The detective, proceeding without a lawyer for the 15-year-old, tells him that some shooting suspects get to go home after confessing. Those include suspects who shot in self-defense, he says.

Throughout the interrogation, Aines inflates the evidence against the teen, letting him know “his goose was cooked and that … assertions of innocence would be futile,” Drizin said.

Aines also feeds the teen key facts about the shooting — instead of seeing if he can come up with them on his own.

Little by little, the 15-year-old implicates himself.

Data from the National Registry of Exonerations show that at least 30 Illinoisans between ages 15 and 17 have confessed to serious crimes, have been convicted, then have been officially cleared based on new evidence.

That number doesn’t include false confessions that have led to wrongful arrests without convictions — such as the Waukegan teen’s case.

Elizabeth Clarke, an attorney who founded the Evanston-based nonprofit Juvenile Justice Initiative, said children under interrogation need a lawyer to understand their constitutional rights and the consequences of any statement they might make.

“Children do not have agency,” Clarke said. “Under 18, they’re not even allowed to go on a field trip from school without parental permission.”

Looming legislative battle

Now, Clarke said, the video of the 15-year-old’s false confession — the footage that WBEZ obtained — is spurring legislative action to mandate an attorney for anyone younger than 18 throughout a police interrogation.

If the effort succeeds, it would update of an Illinois law that took effect in 2017 and requires a lawyer throughout the interrogation of a child under 15 who is suspected of murder or sexual assault.

When that 2017 law was being debated, juvenile advocates including Clarke’s group and the ACLU of Illinois pushed for an older age but met opposition from law enforcement groups.

That opposition remains.

John Millner, a former state senator who lobbies for the Illinois Association of Chiefs of Police, said raising the age would make it too hard to solve crimes.

“Eighteen and under, we feel that we don’t want an attorney involved because the attorneys will not let the suspect talk,” Millner said.

If a child is allowed to speak with police, Millner said, the officers can clear the child’s name right away — if, for example, there is an alibi for when the crime occurred.

“We’ll follow up on that and say, ‘OK, you know, you’re making sense here.’ We’ll get that taken care of and let the [juvenile] go,’ ” said Millner, a former chief of police of west suburban Elmhurst. “This happens, basically, every day in police departments.”

But Clarke said the interrogation video from Waukegan shows that a lack of a lawyer in the room not only makes a false confession more likely, it can make solving the crime harder.

“Either the child didn’t have the presence of mind to talk about his alibi or he talked about it and the police immediately discounted it,” Clarke said. “If a lawyer had been there, the lawyer could have separately called the parent, ‘This is where the kid was.
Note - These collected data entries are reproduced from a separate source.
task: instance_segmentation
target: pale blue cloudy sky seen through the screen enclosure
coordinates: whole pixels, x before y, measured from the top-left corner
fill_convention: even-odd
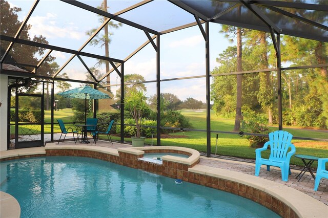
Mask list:
[[[19,20],[25,18],[33,3],[29,0],[8,2],[11,6],[22,8],[22,12],[18,13]],[[101,4],[101,1],[81,2],[94,7]],[[140,1],[108,0],[109,12],[116,13],[138,2]],[[189,13],[162,0],[148,3],[120,17],[131,19],[135,23],[157,31],[195,21]],[[86,32],[100,26],[98,19],[96,14],[67,3],[41,0],[28,21],[32,26],[29,34],[30,37],[45,36],[49,45],[78,50],[88,39]],[[218,55],[228,46],[234,46],[222,33],[219,33],[220,29],[221,25],[210,24],[210,71],[218,65],[216,62]],[[125,59],[148,39],[144,31],[128,25],[122,25],[119,29],[110,29],[110,32],[113,33],[109,46],[110,57],[117,59]],[[83,51],[105,56],[104,47],[88,45]],[[51,55],[56,57],[55,61],[59,66],[71,56],[56,51]],[[89,68],[94,67],[97,62],[93,58],[82,58]],[[105,66],[99,70],[105,73]],[[161,79],[205,75],[205,41],[198,26],[160,36],[160,71]],[[85,79],[87,70],[75,57],[62,72],[66,72],[71,79]],[[133,73],[141,74],[146,81],[156,79],[156,52],[150,44],[125,63],[125,74]],[[116,84],[116,81],[119,83],[116,73],[111,74],[111,81],[112,84]],[[72,88],[78,85],[74,84]],[[156,83],[146,83],[146,87],[148,96],[156,94]],[[175,94],[180,100],[192,97],[206,102],[205,78],[161,82],[160,87],[161,93]],[[117,88],[113,87],[112,91],[115,93]]]

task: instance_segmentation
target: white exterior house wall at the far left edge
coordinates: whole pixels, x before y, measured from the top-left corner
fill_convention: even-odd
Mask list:
[[[7,150],[8,76],[0,74],[0,151]]]

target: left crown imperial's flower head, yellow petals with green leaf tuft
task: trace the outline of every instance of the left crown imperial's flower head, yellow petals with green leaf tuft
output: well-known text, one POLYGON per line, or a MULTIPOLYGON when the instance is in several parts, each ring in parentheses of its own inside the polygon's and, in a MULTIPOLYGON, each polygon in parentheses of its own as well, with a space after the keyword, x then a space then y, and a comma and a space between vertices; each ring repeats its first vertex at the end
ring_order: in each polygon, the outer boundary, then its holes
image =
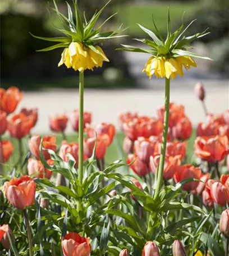
POLYGON ((74 11, 72 11, 70 4, 67 3, 68 17, 59 12, 57 4, 55 0, 53 0, 54 8, 51 9, 56 13, 63 27, 56 29, 64 36, 45 38, 31 34, 35 38, 41 40, 58 42, 58 44, 38 50, 38 52, 47 52, 57 48, 65 48, 58 66, 61 66, 64 63, 67 68, 72 67, 75 71, 79 70, 80 72, 83 72, 86 69, 93 70, 94 67, 102 67, 103 61, 109 62, 109 60, 98 44, 108 39, 121 38, 125 36, 118 35, 125 30, 122 29, 122 25, 117 30, 101 31, 103 25, 106 24, 108 20, 112 19, 112 17, 117 13, 109 16, 108 19, 95 28, 95 24, 97 23, 101 13, 110 2, 111 0, 109 0, 99 11, 96 11, 93 17, 87 21, 85 13, 84 19, 80 16, 77 0, 73 0, 74 11))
You got the wrong kid.’ ”

With the case fresh in their minds, Clarke said she expects lawmakers to introduce a bill requiring an attorney for all kids under 18 this coming winter.

State Rep. Rita Mayfield, D-Waukegan, said in an email that she is “interested in sponsoring.”

Peters, the senator, texted that he is interested too.

“Wrongful convictions or coercive convictions aren’t doing anything for anyone,” Peters wrote. “We need to make changes and restore the public’s trust.”